Ce dimanche, le district de Ghotki dans le sud-est du Pakistan a été le théâtre d’émeutes contre la minorité hindoue, déclenchées par l’accusation de blasphème supposé de la part d’un principal d’école. Une foule incontrôlable a alors mis à sac l’école où exerce le principal ainsi que trois temples et plusieurs maisons et boutiques appartenant à la communauté hindoue. Les dommages se chiffreraient en millions de roupies pakistanaises.
Le principal de l’école a été appréhendé par la police qui le détient depuis qu’un étudiant de cette école aurait raconté à son père qu’il aurait tenu des propos controversés à l’égard du prophète de l’Islam. Jamil Ahmed, inspecteur de la police de Sukkur a indiqué sur Twitter que l’accusé était en sécurité dans les locaux de la police et qu’une action judiciaire allait être entreprise tout en indiquant que les responsables des violences seraient également justiciables et que certains d’entre eux avaient déjà été arrêtés.
Alleged accused in a sensitive case of Ghotki is now in the custody of Police. Situation in Ghotki is back to normal within 12 hours.
Fair investigation is being done after confirming facts & justice ensured. Cases against hooligans are being registered & miscreants being nabbed.— Addl IGP Dr Jamil Ahmed (@jahmed95) September 15, 2019
Le Pakistan est un des pays au monde où la loi contre le blasphème est l’une des plus sévères et la loi y prévoit la peine de mort dans ces affaires d’insulte à l’encontre du prophète Mohammad. En dépit des nombreuses affaires instruites ces dernières années, aucune exécution n’a toutefois été appliquée mais souvent au Pakistan, une foule en colère s’est substituée à la place de la justice et a lynché l’accusé en question.

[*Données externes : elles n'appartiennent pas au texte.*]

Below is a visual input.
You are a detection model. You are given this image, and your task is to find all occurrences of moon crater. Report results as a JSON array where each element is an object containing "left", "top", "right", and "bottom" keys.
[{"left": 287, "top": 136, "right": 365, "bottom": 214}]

Selon les groupes de défense des droits de l’homme, la loi anti-blasphème est souvent exploitée par les tenants d’une ligne religieuse dure mais également par des Pakistanais ordinaires cherchant à régler une querelle. Ce lundi matin, l’organisme indépendant Human Rights Commission of Pakistan a dénoncé ces violences et a enjoint les autorités à prendre les dispositions nécessaires pour éviter ce type d’émeute et à protéger le principal incriminé. « La vidéo qui circule de cet évenement est effrayante : la vindicte populaire contre une personne issue d’une minorité religieuse est barbare, inacceptable » peut-on lire sur le compte Twitter de l’organisation.
#Ghotki The authorities must take prompt action to quell the violence and ensure the safety of the school principal being targeted. The video circulated earlier is chilling: mob violence against a member of a religious minority is barbaric, unacceptable. https://t.co/0OrxUsO2fV
— Human Rights Commission of Pakistan (@HRCP87) September 15, 2019
Au Pakistan, la minorité hindoue représente 1,6 % des 208 millions du pays où l’Islam sunnite est majoritaire. En 2010, la chrétienne Asia Bibi est devenue le symbole des lois anti-blasphème au Pakistan quand cette dernière a été condamnée à mort en vertu de l’article 295-C de la constitution pakistanaise. Après avoir passée des années dans le couloir de la mort d’une prison pakistanaise, Asia Bibi a finalement été acquittée le 31 octobre dernier par la Cour Suprême du pays. Son cas a mobilisé les milieux de défense des droits de l’homme internationaux mais également pakistanais durant tout son épisode judiciaire.